To find the frequency of the wave in the second rope, we can use the wave equation:
\[ v = f \cdot \lambda \]
where:
- \( v \) is the wave speed,
- \( f \) is the frequency,
- \( \lambda \) is the wavelength.
First, we need to calculate the wave speed in the first rope:
For the first rope:
- Frequency (\( f_1 \)) = 1.5 hertz
- Wavelength (\( \lambda_1 \)) = 6 meters
Calculating the wave speed (\( v_1 \)):
\[ v_1 = f_1 \cdot \lambda_1 = 1.5 , \text{Hz} \cdot 6 , \text{m} = 9 , \text{m/s} \]
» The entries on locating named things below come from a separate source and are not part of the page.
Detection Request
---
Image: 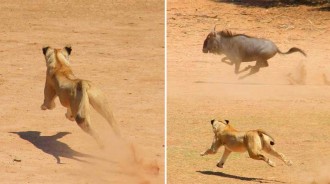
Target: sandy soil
[167,0,330,184]
[0,0,164,184]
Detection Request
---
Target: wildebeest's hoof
[217,163,223,168]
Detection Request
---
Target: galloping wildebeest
[203,27,306,79]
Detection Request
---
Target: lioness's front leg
[41,79,56,110]
[200,137,221,156]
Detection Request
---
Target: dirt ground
[167,0,330,184]
[0,0,165,184]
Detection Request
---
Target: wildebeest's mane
[218,29,250,38]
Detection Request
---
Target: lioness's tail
[277,47,307,57]
[87,84,120,136]
[257,129,275,145]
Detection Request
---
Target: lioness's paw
[65,113,75,121]
[40,104,48,110]
[268,160,276,167]
[285,160,292,166]
[217,163,223,168]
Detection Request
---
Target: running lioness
[41,46,120,146]
[200,120,292,168]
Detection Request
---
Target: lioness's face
[203,32,221,54]
[42,46,72,67]
[211,119,229,133]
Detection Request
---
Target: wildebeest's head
[203,28,221,54]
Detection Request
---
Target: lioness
[200,120,292,168]
[41,46,120,147]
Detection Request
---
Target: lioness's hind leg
[249,152,275,167]
[245,132,275,167]
[65,107,75,121]
[264,145,292,166]
[217,148,231,168]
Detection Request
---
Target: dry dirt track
[167,0,330,184]
[0,0,164,184]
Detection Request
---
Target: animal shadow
[10,131,93,164]
[196,171,285,183]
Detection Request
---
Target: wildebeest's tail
[257,129,275,145]
[277,47,307,57]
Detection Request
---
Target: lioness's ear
[64,45,72,55]
[42,47,49,55]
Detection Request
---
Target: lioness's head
[42,45,72,68]
[211,119,229,133]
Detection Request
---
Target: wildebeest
[203,28,306,79]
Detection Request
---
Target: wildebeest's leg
[217,148,231,168]
[221,57,234,65]
[238,61,268,79]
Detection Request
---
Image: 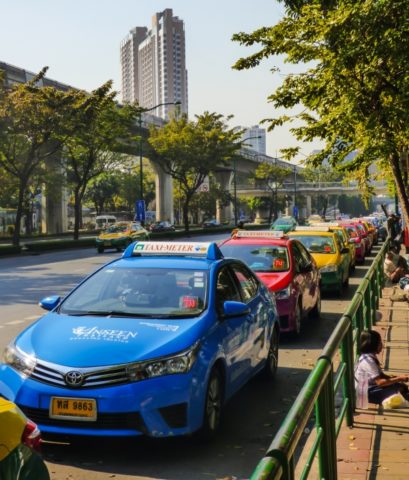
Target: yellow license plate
[50,397,97,422]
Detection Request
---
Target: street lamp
[233,135,261,227]
[138,101,181,223]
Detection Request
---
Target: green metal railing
[251,238,389,480]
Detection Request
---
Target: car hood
[255,271,291,292]
[16,313,206,367]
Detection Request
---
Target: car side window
[216,267,241,312]
[292,242,305,273]
[232,265,258,303]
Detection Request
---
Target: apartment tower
[121,8,188,119]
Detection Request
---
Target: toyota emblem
[64,370,84,387]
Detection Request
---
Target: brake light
[21,420,41,452]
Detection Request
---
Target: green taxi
[0,397,50,480]
[287,225,350,295]
[95,222,149,253]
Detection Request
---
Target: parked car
[0,241,279,438]
[202,218,222,228]
[0,395,50,480]
[288,225,349,295]
[271,217,298,233]
[95,222,149,253]
[149,220,175,232]
[219,230,321,335]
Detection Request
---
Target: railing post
[315,374,337,480]
[341,321,355,427]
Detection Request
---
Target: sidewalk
[334,287,409,480]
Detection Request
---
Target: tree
[149,112,242,232]
[253,162,291,223]
[0,68,71,245]
[64,81,137,239]
[233,0,409,224]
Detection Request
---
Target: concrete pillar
[152,163,174,223]
[305,195,312,217]
[215,171,234,222]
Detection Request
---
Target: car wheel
[310,290,321,320]
[263,328,279,380]
[201,368,223,438]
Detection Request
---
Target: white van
[95,215,117,229]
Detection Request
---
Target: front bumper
[0,365,206,437]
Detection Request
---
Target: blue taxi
[0,242,279,437]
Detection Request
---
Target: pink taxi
[219,230,321,335]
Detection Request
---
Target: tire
[310,290,321,320]
[262,328,279,380]
[200,368,223,440]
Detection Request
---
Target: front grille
[159,403,187,428]
[31,362,129,389]
[19,405,146,433]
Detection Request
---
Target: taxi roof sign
[123,241,223,260]
[232,230,284,238]
[295,226,329,232]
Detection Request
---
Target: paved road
[0,235,380,480]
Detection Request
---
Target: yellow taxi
[0,396,50,480]
[287,225,350,295]
[314,222,356,273]
[96,222,149,253]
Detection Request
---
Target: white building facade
[121,8,188,119]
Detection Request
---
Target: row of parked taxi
[0,219,377,474]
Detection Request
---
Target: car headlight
[127,342,199,382]
[320,263,338,273]
[3,344,37,377]
[276,286,291,299]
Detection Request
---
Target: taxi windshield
[59,265,208,318]
[291,235,336,253]
[105,224,129,233]
[220,244,290,272]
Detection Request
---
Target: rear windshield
[59,265,208,318]
[220,244,290,272]
[291,235,336,253]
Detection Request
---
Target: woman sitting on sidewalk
[355,330,409,404]
[383,251,409,283]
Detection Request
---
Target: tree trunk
[74,189,81,240]
[13,179,27,247]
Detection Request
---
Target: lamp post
[233,135,261,227]
[138,101,181,224]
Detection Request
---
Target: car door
[216,266,252,394]
[231,264,269,375]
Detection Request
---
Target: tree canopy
[233,0,409,223]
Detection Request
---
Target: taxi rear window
[291,235,336,253]
[220,244,290,272]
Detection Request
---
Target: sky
[0,0,320,161]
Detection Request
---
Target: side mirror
[223,301,250,318]
[38,295,61,311]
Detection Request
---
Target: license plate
[50,397,97,422]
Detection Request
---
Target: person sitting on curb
[355,330,409,404]
[383,250,409,283]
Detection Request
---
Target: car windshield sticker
[139,322,179,332]
[70,327,138,343]
[133,242,211,256]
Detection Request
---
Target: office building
[241,125,266,155]
[121,8,188,119]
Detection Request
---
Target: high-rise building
[121,8,188,118]
[241,125,266,155]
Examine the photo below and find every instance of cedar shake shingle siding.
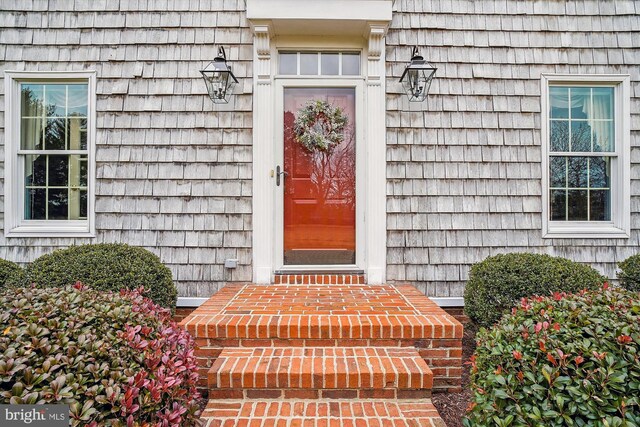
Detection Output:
[0,0,640,297]
[386,0,640,296]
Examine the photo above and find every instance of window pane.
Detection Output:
[567,157,587,188]
[342,53,360,76]
[47,188,69,219]
[589,157,611,188]
[570,87,591,119]
[549,86,569,119]
[549,157,567,188]
[48,156,69,187]
[69,118,87,150]
[78,156,88,187]
[280,53,298,75]
[567,190,589,221]
[24,156,47,186]
[80,190,87,218]
[551,120,569,151]
[593,120,615,152]
[20,119,44,150]
[589,190,611,221]
[44,85,67,117]
[67,84,88,117]
[590,87,613,119]
[571,120,591,152]
[321,53,340,76]
[300,53,318,76]
[551,190,567,221]
[44,118,67,150]
[21,84,44,117]
[69,156,87,187]
[24,188,47,219]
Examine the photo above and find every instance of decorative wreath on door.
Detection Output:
[293,100,349,151]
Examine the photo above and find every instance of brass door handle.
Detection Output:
[276,165,289,187]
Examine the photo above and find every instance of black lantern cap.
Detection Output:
[400,47,437,102]
[200,46,238,104]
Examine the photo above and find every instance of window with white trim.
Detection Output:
[5,72,95,236]
[542,75,630,238]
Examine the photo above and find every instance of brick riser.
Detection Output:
[208,347,433,399]
[207,388,431,400]
[273,274,366,285]
[196,338,462,392]
[203,400,446,427]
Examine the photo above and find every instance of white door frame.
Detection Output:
[251,20,388,284]
[273,77,366,271]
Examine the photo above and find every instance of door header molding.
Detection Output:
[247,0,393,36]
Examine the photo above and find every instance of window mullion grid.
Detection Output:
[44,156,49,221]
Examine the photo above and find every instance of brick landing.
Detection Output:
[181,284,462,391]
[181,284,462,427]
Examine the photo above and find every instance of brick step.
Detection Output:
[182,285,462,340]
[273,273,366,285]
[208,347,433,398]
[202,399,446,427]
[181,284,462,391]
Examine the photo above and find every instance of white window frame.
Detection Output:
[541,74,631,239]
[4,71,96,237]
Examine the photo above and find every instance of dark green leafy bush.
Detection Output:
[464,285,640,427]
[618,255,640,292]
[0,258,24,288]
[464,253,606,327]
[25,243,178,310]
[0,284,200,427]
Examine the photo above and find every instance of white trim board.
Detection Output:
[176,297,464,308]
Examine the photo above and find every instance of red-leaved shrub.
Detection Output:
[0,284,200,427]
[464,285,640,427]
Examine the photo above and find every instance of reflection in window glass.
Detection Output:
[19,83,88,224]
[278,52,360,76]
[342,53,360,76]
[280,53,298,75]
[549,86,615,221]
[549,156,611,221]
[321,53,340,76]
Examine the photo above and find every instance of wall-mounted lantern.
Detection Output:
[200,46,238,104]
[400,47,437,102]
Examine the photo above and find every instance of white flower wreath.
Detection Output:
[293,100,349,151]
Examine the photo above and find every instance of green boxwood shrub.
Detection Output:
[464,285,640,427]
[618,255,640,292]
[464,253,606,327]
[0,258,25,288]
[25,243,178,310]
[0,284,201,427]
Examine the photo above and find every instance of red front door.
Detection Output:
[284,88,356,265]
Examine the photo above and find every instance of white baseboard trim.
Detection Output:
[176,297,464,308]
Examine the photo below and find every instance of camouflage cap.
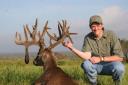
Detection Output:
[89,15,103,26]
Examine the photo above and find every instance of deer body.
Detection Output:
[34,49,78,85]
[15,20,78,85]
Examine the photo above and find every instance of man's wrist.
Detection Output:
[100,56,104,61]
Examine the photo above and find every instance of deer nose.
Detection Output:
[33,58,44,66]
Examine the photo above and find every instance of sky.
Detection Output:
[0,0,128,53]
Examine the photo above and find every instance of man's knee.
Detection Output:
[81,60,92,71]
[114,62,125,74]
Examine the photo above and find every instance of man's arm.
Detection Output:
[64,41,91,60]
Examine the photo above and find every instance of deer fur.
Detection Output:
[34,49,78,85]
[15,19,78,85]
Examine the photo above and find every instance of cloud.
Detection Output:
[100,6,128,38]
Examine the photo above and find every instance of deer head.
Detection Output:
[15,19,76,65]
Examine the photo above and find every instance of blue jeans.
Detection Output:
[81,60,125,85]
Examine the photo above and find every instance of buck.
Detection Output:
[15,20,78,85]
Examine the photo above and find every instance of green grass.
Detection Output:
[0,58,128,85]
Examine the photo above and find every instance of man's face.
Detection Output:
[90,23,103,37]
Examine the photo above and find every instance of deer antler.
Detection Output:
[47,20,77,49]
[15,19,48,64]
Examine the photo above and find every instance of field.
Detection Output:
[0,53,128,85]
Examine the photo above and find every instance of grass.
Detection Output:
[0,57,128,85]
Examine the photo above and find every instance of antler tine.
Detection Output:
[48,20,67,49]
[40,21,48,38]
[32,19,38,40]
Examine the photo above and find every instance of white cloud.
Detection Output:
[100,6,128,38]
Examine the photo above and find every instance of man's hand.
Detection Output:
[63,41,73,49]
[89,56,101,64]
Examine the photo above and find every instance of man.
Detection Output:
[64,15,125,85]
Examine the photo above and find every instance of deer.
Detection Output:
[15,19,78,85]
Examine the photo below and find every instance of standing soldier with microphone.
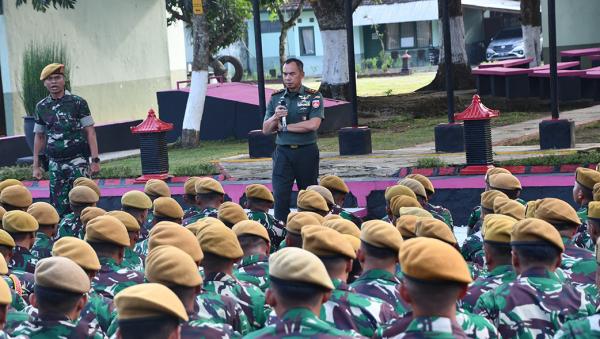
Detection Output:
[263,58,325,220]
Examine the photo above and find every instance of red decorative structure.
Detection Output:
[454,94,500,175]
[131,109,173,183]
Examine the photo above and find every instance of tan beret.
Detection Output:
[84,215,130,247]
[27,201,60,225]
[306,185,335,205]
[285,212,322,235]
[196,177,225,194]
[232,220,271,242]
[217,201,248,225]
[406,173,435,195]
[360,220,404,251]
[384,185,417,204]
[399,238,472,284]
[510,218,565,252]
[269,247,334,290]
[144,245,202,287]
[79,206,106,225]
[2,210,39,233]
[121,191,152,210]
[398,178,427,199]
[493,196,525,220]
[302,225,356,259]
[319,174,350,194]
[245,184,275,202]
[34,257,90,294]
[323,218,360,238]
[0,230,16,248]
[73,177,102,197]
[52,237,101,271]
[481,190,508,211]
[40,63,65,81]
[148,221,204,263]
[153,197,183,219]
[198,225,244,259]
[0,185,33,208]
[415,218,457,245]
[296,190,329,212]
[106,211,140,232]
[115,283,189,321]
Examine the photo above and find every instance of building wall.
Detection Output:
[0,0,171,134]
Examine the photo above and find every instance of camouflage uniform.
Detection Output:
[244,308,358,339]
[474,268,595,338]
[204,272,269,329]
[248,211,287,253]
[350,269,410,315]
[92,257,144,299]
[233,254,269,292]
[33,92,94,215]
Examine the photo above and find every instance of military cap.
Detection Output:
[183,177,200,195]
[406,173,435,195]
[245,184,275,202]
[195,177,225,194]
[481,190,508,211]
[2,210,39,233]
[269,247,334,290]
[144,245,202,287]
[33,257,90,294]
[0,230,16,248]
[415,218,457,245]
[360,220,402,251]
[384,185,417,204]
[575,167,600,190]
[232,220,271,242]
[84,215,130,247]
[0,185,33,208]
[27,201,60,225]
[40,63,65,81]
[106,211,141,232]
[319,174,350,194]
[493,196,525,220]
[488,173,523,190]
[510,218,565,252]
[144,179,171,198]
[323,218,360,238]
[399,238,472,284]
[52,237,101,271]
[217,201,248,225]
[73,177,102,197]
[115,283,189,321]
[121,191,152,210]
[153,197,183,219]
[306,185,335,205]
[198,225,244,259]
[148,221,204,263]
[296,190,329,212]
[285,212,322,235]
[79,206,106,225]
[398,178,427,199]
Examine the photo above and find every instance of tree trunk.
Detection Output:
[181,14,209,147]
[420,0,475,91]
[521,0,542,67]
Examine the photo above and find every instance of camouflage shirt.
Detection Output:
[474,268,595,338]
[350,269,410,315]
[204,272,269,329]
[248,211,287,253]
[244,308,358,339]
[92,257,144,299]
[233,254,269,292]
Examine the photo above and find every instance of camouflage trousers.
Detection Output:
[48,157,90,216]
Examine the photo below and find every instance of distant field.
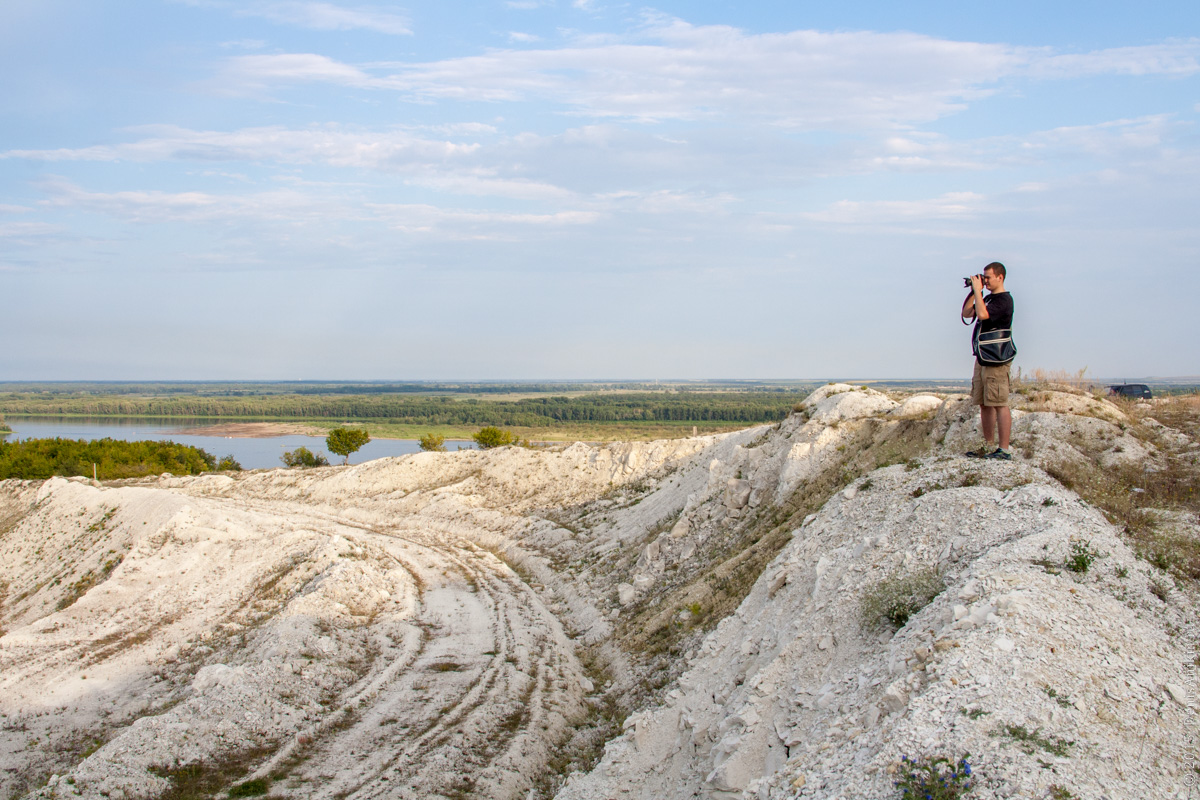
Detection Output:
[0,379,1194,441]
[0,383,815,441]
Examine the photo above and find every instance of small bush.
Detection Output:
[280,447,329,467]
[472,425,517,450]
[1063,541,1100,575]
[416,433,446,452]
[325,428,371,464]
[229,777,271,798]
[217,453,241,473]
[895,754,976,800]
[859,567,946,630]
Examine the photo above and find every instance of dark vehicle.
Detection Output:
[1109,384,1151,399]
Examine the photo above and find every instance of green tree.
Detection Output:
[472,425,517,450]
[416,433,446,452]
[325,428,371,464]
[280,447,329,467]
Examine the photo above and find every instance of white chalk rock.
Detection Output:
[805,389,899,425]
[890,395,942,420]
[725,477,751,509]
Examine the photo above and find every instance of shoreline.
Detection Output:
[169,422,326,439]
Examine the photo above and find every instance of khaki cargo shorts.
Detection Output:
[971,361,1009,405]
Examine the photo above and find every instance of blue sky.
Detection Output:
[0,0,1200,380]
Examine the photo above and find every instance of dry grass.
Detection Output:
[859,567,946,631]
[1045,458,1200,581]
[1012,367,1092,392]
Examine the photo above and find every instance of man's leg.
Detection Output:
[979,405,1008,446]
[991,405,1013,450]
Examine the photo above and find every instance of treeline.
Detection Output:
[0,380,818,397]
[0,439,217,480]
[0,391,804,427]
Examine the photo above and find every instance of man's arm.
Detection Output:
[959,295,974,319]
[962,275,990,319]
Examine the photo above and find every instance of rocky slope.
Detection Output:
[0,385,1200,800]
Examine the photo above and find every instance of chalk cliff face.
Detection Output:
[0,385,1200,800]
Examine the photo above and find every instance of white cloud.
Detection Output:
[7,126,486,170]
[196,18,1200,130]
[43,178,344,224]
[0,222,62,239]
[216,53,376,94]
[218,38,266,50]
[37,178,602,240]
[1027,38,1200,79]
[235,0,413,36]
[368,204,602,239]
[799,192,985,225]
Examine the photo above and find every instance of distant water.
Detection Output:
[5,416,475,469]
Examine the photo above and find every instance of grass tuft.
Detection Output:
[895,753,976,800]
[859,567,946,631]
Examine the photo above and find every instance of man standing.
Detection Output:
[962,261,1013,461]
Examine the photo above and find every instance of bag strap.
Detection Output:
[962,289,978,325]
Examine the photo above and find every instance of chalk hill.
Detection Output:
[0,385,1200,800]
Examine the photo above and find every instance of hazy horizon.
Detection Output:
[0,0,1200,380]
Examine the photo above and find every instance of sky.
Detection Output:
[0,0,1200,380]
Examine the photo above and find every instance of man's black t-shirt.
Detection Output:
[971,291,1013,361]
[976,291,1013,332]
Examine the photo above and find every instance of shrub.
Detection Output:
[217,453,241,473]
[895,754,976,800]
[859,567,946,630]
[229,777,271,798]
[416,433,446,452]
[472,425,517,450]
[325,428,371,464]
[1063,541,1100,573]
[280,447,329,467]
Since the two ropes are identical, the speed of the wave in the second rope (\( v_2 \)) will also be 9 m/s.
Now we can apply this to the second rope:
For the second rope:
- Wavelength (\( \lambda_2 \)) = 2 meters
Using the wave speed we've calculated:
\[ v_2 = f_2 \cdot \lambda_2 \]
Setting \( v_2 = 9 , \text{m/s} \) and substituting for \( \lambda_2 \):
\[ 9 = f_2 \cdot 2 \]
Now solving for \( f_2 \):
\[ f_2 = \frac{9}{2} = 4.5 , \text{Hz} \]
So the frequency of the wave in the second rope is \( \boxed{4.5 , \text{hertz}} \).